Bericht Horst Kaczmarek Teil 3 -„Ist jetzt Frieden?“

DIE STALINORGEL

Um vom S-Bahnhof zu unserem Haus zu gelangen, gab es zwei Möglichkeiten. Einmal die Straße, das war aber weit. Zum anderen den Weg über eine unbewirtschaftete Freifläche. Dieser Weg wurde von vielen Menschen genutzt, so dass sich schon ein richtiger Trampelpfad herausgebildet hatte. Ich habe den Trampelpfad auch oft benutzt. Doch einmal hätte es mein letzter Heimweg werden können! Ich hatte schon fast die Straße erreicht, als hinter mir ein wahres Höllenspektakel begann. Ich wollte mich umdrehen, um mir das Spektakel anzusehen, da bekam ich einen Stoß, der mich zu Boden warf und gleichzeitig schrie mich eine Stimme an: “Liegenbleiben und Kopf in den Sand“. Das Spektakel dauerte nur kurze Zeit. Es war ein Soldat, der mich zu Boden riss. Er erklärte mir, dass es sich eben um einen Raketenangriff mit einer Stalinorgel gehandelt und wir großes Glück gehabt hatten.
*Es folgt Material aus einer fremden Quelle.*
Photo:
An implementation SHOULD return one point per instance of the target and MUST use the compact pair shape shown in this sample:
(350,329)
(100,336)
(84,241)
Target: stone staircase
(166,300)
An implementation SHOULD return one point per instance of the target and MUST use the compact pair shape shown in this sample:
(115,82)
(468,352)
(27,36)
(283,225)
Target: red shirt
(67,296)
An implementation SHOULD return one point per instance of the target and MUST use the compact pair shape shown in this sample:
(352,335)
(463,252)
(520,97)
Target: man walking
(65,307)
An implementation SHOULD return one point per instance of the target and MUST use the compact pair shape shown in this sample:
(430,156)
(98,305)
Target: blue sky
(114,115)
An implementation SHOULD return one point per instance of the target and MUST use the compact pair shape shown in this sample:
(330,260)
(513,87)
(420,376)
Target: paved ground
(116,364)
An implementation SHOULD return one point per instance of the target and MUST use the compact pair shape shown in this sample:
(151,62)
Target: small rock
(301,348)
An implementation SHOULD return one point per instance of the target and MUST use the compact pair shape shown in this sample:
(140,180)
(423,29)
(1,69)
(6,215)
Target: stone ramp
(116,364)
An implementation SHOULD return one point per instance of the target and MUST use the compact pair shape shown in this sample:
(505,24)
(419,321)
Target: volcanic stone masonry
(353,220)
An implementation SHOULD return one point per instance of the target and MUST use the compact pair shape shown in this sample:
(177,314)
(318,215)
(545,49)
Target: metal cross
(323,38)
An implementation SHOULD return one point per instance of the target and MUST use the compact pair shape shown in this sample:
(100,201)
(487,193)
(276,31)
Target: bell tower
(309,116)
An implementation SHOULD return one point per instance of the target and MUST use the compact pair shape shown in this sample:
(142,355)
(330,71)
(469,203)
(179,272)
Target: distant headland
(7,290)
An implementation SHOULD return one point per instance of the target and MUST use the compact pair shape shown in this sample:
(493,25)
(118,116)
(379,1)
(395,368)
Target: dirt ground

Die Stalinorgel war eine gefürchtete Waffe der Roten Armee. Vermutlich sollten die Raketen den Bahnhof treffen. Da ist alles noch einmal gut abgegangen. Zuhause wurde das Erlebnis nicht erzählt.

DIE GRANATE

Wenige Tage später, es war der 24. April, als wir wieder wie immer über den Verlauf der Front debattierten, gab es einen lauten Knall. Aus einem der benachbarten Häuser stieg Rauch auf. Dann hörte man eine Frauenstimme laut aufschreien. Wir liefen zu diesen Haus hinüber in der Hoffnung, Hilfe leisten zu können. Einige liefen vielleicht auch aus Neugier dorthin. Was wir dort sahen, war kaum zu beschreiben. Eine Granate war mitten in der Küche explodiert und hatte einen Ort der Verwüstung hinterlassen. Die achtzehnjährige Tochter des Hauses war nicht wiederzuerkennen. Das Mädchen saß noch am Tisch, hatte aber keinen Kopf mehr, alles war mit Blut verschmiert. Ein Bild, das ich nie vergessen werde. Auch der Aufschrei der Mutter, als sie ihre Tochter entdeckte, bleibt mir unvergesslich. Ich habe lange überlegt, ob ich dieses Erlebnis in seiner Grausamkeit niederschreiben soll. Aber will man die Grausamkeit eines Krieges darstellen, gibt es nur diesen Weg. Später habe ich im Internet unter “Hennigsdorf1945“ folgenden Eintrag gefunden:

(Gegen 18 Uhr traf die Antwort der sowjetischen Artillerie ein und entfachte in der Horst-Wessel-Straße (heute Karl-Liebknecht-Straße) verheerende Wirkung. Zwei tote Frauen waren das Ergebnis eines Artillerievolltreffers in einem Wohnhaus in der nördlichen Horst-Wessel-Straße um 18 Uhr: eine 18-jährige kaufmännische Angestellte und eine 57-jährige Kriegsaushilfsangestellte aus Frankfurt (Oder) wurden durch eine sowjetische Schrapnell-Granate in der Küche getötet)

DIE RUSSEN KOMMEN

Es konnte nun nicht mehr lange dauern und und die Russen würden vor der Tür stehen. Das drohende Geräusch der heranrollenden Panzer kam immer näher. Wir wünschten uns dieser Stunde gegenseitig viel Glück. Auf diesen Moment sind wir vorbereitet, ob richtig oder nicht, wir werden sehen. Genug Gerüchte waren im Umlauf. Alle hatten Angst vor dem, was da auf uns zukam. Man sagte hinter vorgehaltener Hand, dass deutsche Soldaten in Russland auch nicht gerade wie Ehrenmänner aufgetreten sind und die Russen würden sich jetzt bitter rächen. Wir waren uns in einem Punkt einig, wir wollten die Rote Armee gemeinsam im Luftschutzkeller erwarten. Es blieb uns ja auch nichts anderes übrig.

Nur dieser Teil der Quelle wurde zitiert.